The Michigan Economic Growth Authority was created by the Engler administration and Michigan Legislature in 1995. It was a refundable business tax credit. In addition to receiving tax credits, companies were often offered additional state-level incentives, such as property tax abatements or job training subsidies. Moreover, state law mandated that local units of government contributed something to the deal, which often involved local property tax abatements.
This study is now the sixth rigorous study of the MEGA program and the fifth to find negative results. Three of the studies have been published by the Mackinac Center for Public Policy. The first looked at MEGA’s impact on the state’s economy and three sectors and was published in 2005. It found that for every $123,000 in tax credits offered, the program created just two construction jobs and these added jobs disappeared within two years. Employment and income in the manufacturing and warehousing sectors were essentially unaffected by the MEGA program.[72] The second study, published in 2009, estimated that for every $1 million in tax credits earned by manufacturing firms, there was an associated decline of 95 jobs in the county in which the MEGA project was located.[73]
A third study, also published in 2009 by the Anderson Economic Group, found that the MEGA program came with an opportunity cost of at least 8,000 jobs. That is, if instead of providing tax incentives to companies state bureaucrats thought would be winners, policymakers reduced business taxes by an equal amount, thousands more jobs would have been created.[74]
The fourth study of the MEGA program was published in the American Review of Public Administration in 2013. It was authored by Michigan State University scholar Laura Reese and titled, “If All You Have Is a Hammer: Finding Economic Development Policies that Matter.” This review looked at the contributions of different economic development policies in Michigan, including MEGA, to local economic health, or performance.
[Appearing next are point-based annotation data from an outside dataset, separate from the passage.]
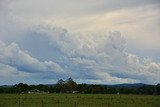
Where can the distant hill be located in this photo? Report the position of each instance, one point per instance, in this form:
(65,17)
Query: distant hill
(128,85)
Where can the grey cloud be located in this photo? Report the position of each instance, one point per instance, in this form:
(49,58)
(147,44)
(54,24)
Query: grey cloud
(12,55)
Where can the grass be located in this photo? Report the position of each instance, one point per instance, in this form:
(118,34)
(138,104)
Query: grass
(78,100)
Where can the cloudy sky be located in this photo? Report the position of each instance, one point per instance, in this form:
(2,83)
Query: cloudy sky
(92,41)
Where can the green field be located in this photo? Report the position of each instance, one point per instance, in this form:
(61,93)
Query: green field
(78,100)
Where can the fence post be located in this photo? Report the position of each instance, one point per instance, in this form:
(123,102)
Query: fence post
(18,102)
(42,104)
(75,104)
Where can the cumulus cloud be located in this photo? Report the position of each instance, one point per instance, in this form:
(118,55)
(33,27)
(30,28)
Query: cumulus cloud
(12,55)
(33,46)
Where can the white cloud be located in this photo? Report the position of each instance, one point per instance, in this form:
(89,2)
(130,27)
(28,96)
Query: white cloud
(101,57)
(14,56)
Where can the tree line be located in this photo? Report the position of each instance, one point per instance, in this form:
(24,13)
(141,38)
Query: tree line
(70,86)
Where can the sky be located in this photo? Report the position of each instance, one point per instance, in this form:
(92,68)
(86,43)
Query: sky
(92,41)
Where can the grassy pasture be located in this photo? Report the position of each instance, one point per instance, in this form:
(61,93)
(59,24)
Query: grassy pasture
(78,100)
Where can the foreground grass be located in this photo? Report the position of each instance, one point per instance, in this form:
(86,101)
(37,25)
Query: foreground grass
(78,100)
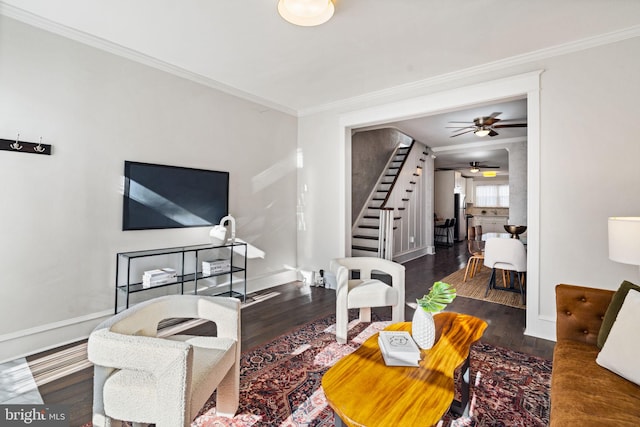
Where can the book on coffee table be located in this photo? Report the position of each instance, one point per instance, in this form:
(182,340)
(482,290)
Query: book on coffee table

Reese found “no significant relationships between the number of MEGAs granted and residential health or health change over any period of time.”[75]
The fifth study to look at MEGA was published in 2014 and remains the only study to find a positive impact. It was written by Timothy Bartik and George Erickcek and published in the journal Economic Development Quarterly. It is titled, “Simulating the Effects of Michigan's MEGA Tax Credit Program on Job Creation and Fiscal Benefits.” This paper used a software program called REMI to estimate the effects of the program. Specifically, it indirectly estimates the impact of the MEGA incentive program by simulating the likelihood that an incentive would actually be decisive, and it uses that figure to help generate employment and fiscal effects. According to the authors, “[T]he simulated probabilities are based on the incentive’s impacts on costs and on previous estimates of how business location and expansion decisions respond to costs.”[76]
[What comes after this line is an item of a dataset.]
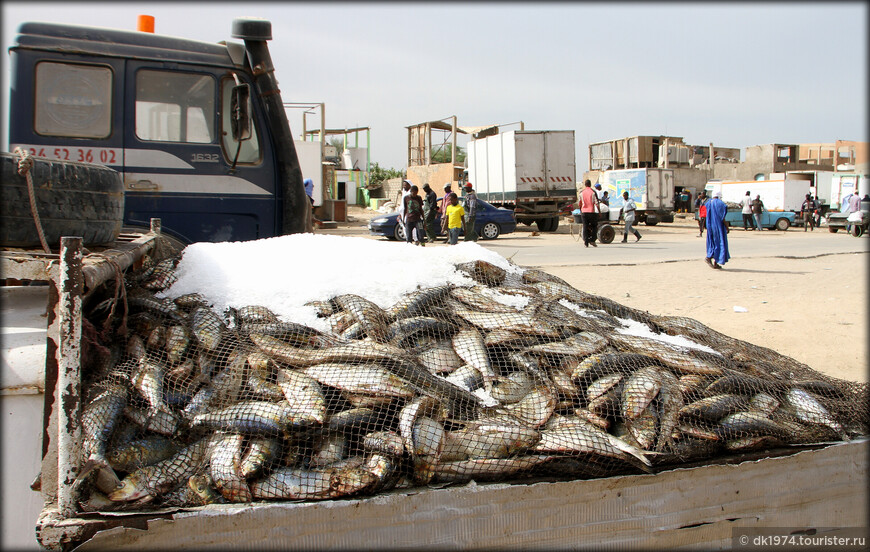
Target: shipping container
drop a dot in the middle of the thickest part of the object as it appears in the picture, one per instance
(532, 172)
(777, 195)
They find a range in which MEGA may have been a deciding factor in a business location decision: between 2.06% and 24.74% of MEGA incentive deals.[77]
The five studies above use different techniques compared to this sixth analysis of the MEGA program. Perhaps the chief difference is that our analysis of MEGA is performed with actual employment measured at MEGA recipient firms using the NETS database over a long span of time.
In addition, the new analysis performed for this study examined the incentive database, using both single incentives to firms and multiple incentives to the same firms, and the results were effectively the same. This is important with respect to MEGA because a single tax credit deal may have been married to a host of other state incentives.